Do a google but it should be readily available. As has been said, if the hole is in the middle of a length, just cut the piece out. Anyone who sells the pipe will sell the fittings as well. They will give you advice of what you need.


----------



## worzel (Apr 12, 2007)

*Air line pipe*

Hi, I have some pipe and some fittings.
Now sold van.
Give me a ring 07811782777

Mike.


----------



## cabby (May 14, 2005)

There is a parts factor supply in the Kemptown industrial park bottom of Freshfield road. Eastern road behind the bingo.
Also in Albion st.Portslade which is off North rd, this at the bottom of boundary rd. last st.on the right going down from station.

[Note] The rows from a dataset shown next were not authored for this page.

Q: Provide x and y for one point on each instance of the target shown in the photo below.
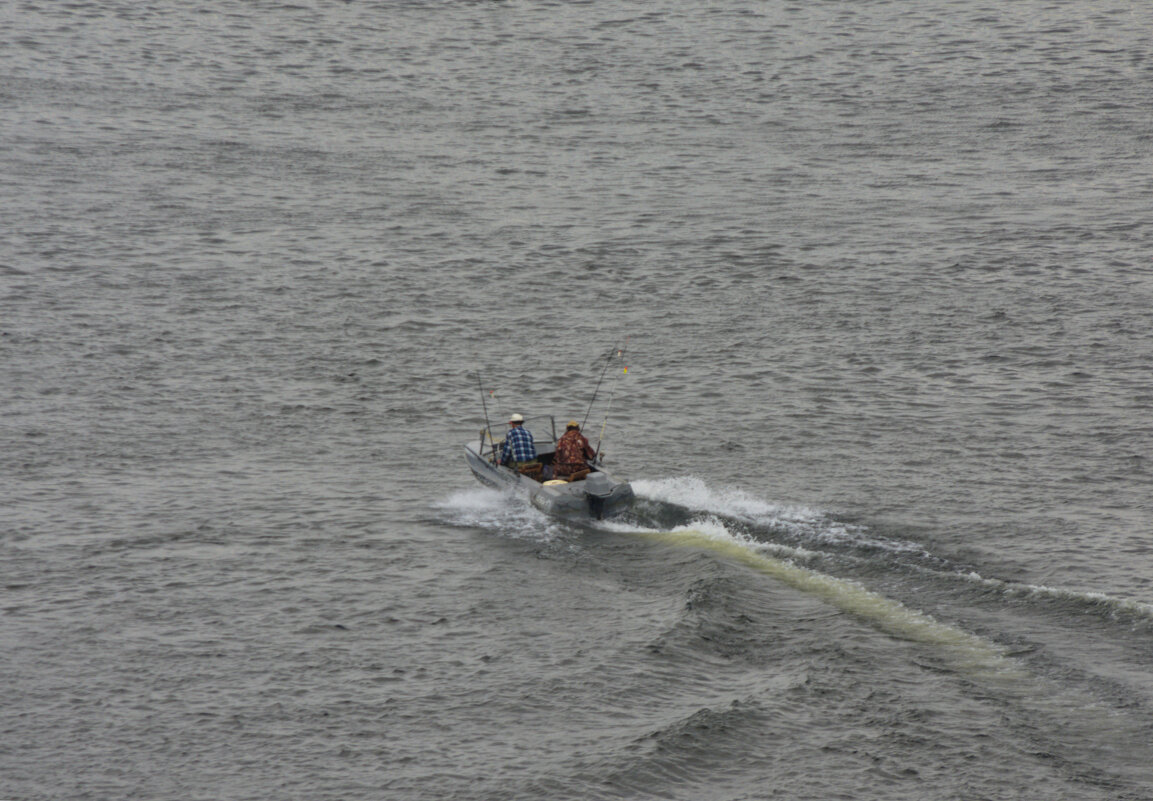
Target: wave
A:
(807, 535)
(969, 651)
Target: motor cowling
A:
(597, 489)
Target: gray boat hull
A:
(596, 497)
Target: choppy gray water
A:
(884, 276)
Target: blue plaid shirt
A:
(518, 446)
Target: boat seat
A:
(532, 470)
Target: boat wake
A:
(798, 537)
(813, 538)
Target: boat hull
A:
(596, 497)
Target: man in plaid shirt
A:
(519, 446)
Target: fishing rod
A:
(608, 362)
(612, 392)
(604, 423)
(488, 427)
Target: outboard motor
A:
(597, 489)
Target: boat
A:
(589, 495)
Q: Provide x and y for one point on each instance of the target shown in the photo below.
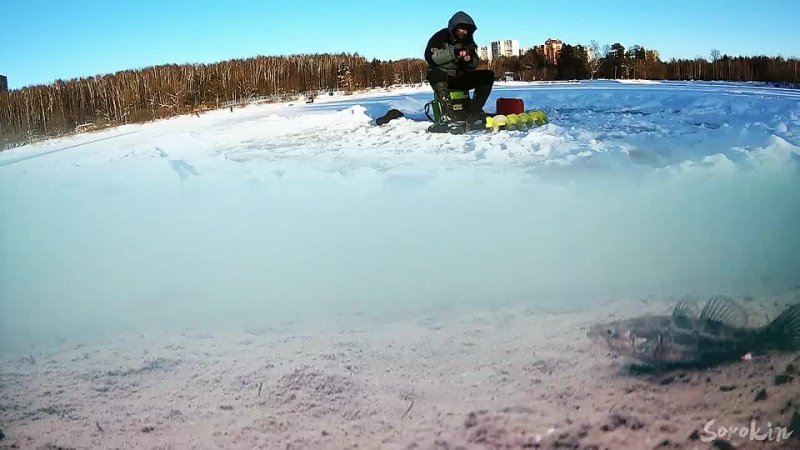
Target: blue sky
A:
(47, 40)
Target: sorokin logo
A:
(753, 432)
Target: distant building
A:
(508, 47)
(552, 50)
(484, 53)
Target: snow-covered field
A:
(285, 210)
(292, 276)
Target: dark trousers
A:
(480, 80)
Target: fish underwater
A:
(690, 337)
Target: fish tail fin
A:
(784, 331)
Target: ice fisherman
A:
(452, 58)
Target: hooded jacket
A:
(440, 53)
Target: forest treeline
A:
(131, 96)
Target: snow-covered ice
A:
(280, 211)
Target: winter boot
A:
(442, 95)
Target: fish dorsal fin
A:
(685, 313)
(786, 329)
(723, 311)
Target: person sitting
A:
(452, 58)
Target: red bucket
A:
(506, 106)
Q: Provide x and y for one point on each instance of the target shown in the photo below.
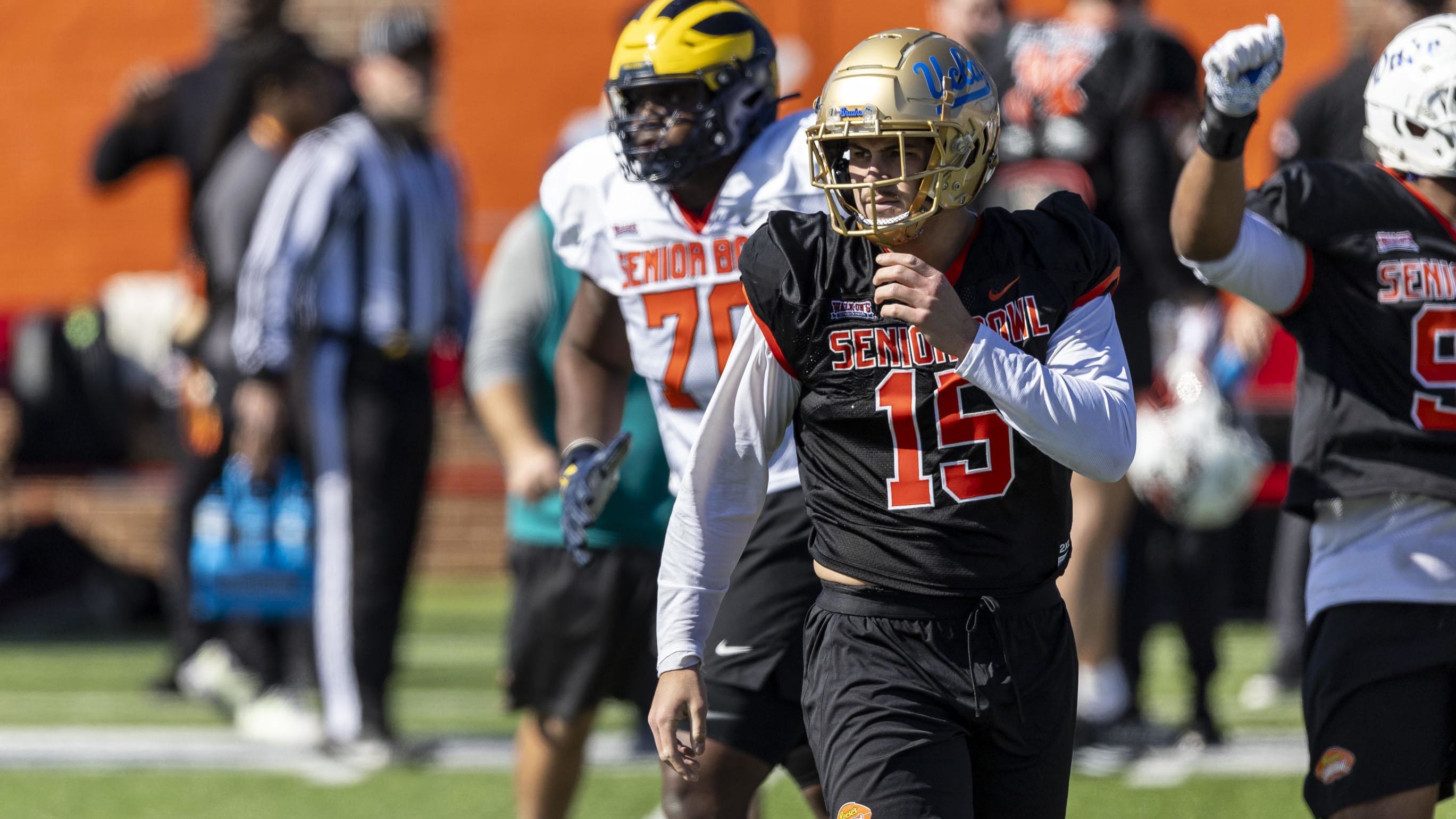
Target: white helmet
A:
(1411, 99)
(1192, 465)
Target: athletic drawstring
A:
(972, 623)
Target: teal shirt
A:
(640, 507)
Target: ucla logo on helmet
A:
(964, 79)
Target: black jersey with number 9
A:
(1376, 328)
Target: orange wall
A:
(510, 82)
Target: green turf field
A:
(449, 687)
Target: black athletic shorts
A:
(583, 634)
(947, 707)
(764, 725)
(756, 646)
(1379, 688)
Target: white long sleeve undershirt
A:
(1266, 267)
(1078, 408)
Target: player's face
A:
(667, 111)
(874, 160)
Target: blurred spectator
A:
(579, 634)
(194, 114)
(353, 272)
(293, 94)
(979, 25)
(1095, 103)
(1327, 123)
(1328, 120)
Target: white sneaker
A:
(279, 719)
(213, 674)
(1261, 691)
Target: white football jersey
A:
(677, 280)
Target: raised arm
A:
(1209, 202)
(1226, 245)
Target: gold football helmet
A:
(908, 83)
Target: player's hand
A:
(260, 410)
(1242, 64)
(589, 477)
(533, 473)
(146, 85)
(681, 696)
(914, 292)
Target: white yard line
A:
(220, 749)
(1241, 755)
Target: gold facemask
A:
(906, 83)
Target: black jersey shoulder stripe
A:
(1104, 288)
(1305, 288)
(774, 345)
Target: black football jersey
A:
(912, 479)
(1376, 327)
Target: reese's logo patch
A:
(1334, 764)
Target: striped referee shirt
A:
(358, 237)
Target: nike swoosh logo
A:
(725, 650)
(1002, 292)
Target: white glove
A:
(1242, 66)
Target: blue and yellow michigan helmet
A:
(708, 64)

I am going back around 5 years.so not sure about the Portslade one.

cabby


----------



## rosalan (Aug 24, 2009)

I bought mine from Screwfix.
Either online or from one of their many stores.

Alan


----------



## pneumatician (May 1, 2005)

Just Google Compressed air supplies or pneumatics and you should come up with Air / Pneumatic hose suppliers for your area. Many good engineering merchants also stock Nylon Hose/ Tubing.
You will need to be specific when ordering or take a few cm along to the supplier to get it matched.

http://www.pneumatictoolservices.co.uk/accessories.htm

Just one I quickly found. Sadly an Ingersoll Rand supplier but as you only want hose that doesn't matter. (I am ex Atlas Copco a competitor).


----------



## pomme1 (May 19, 2005)

747, isn't it the other way round? It certainly is with copper pipe, where e.g. the nominal metric equivalent of the old imperial 1/2" (12.5mm) pipe is 15mm.

Roger


----------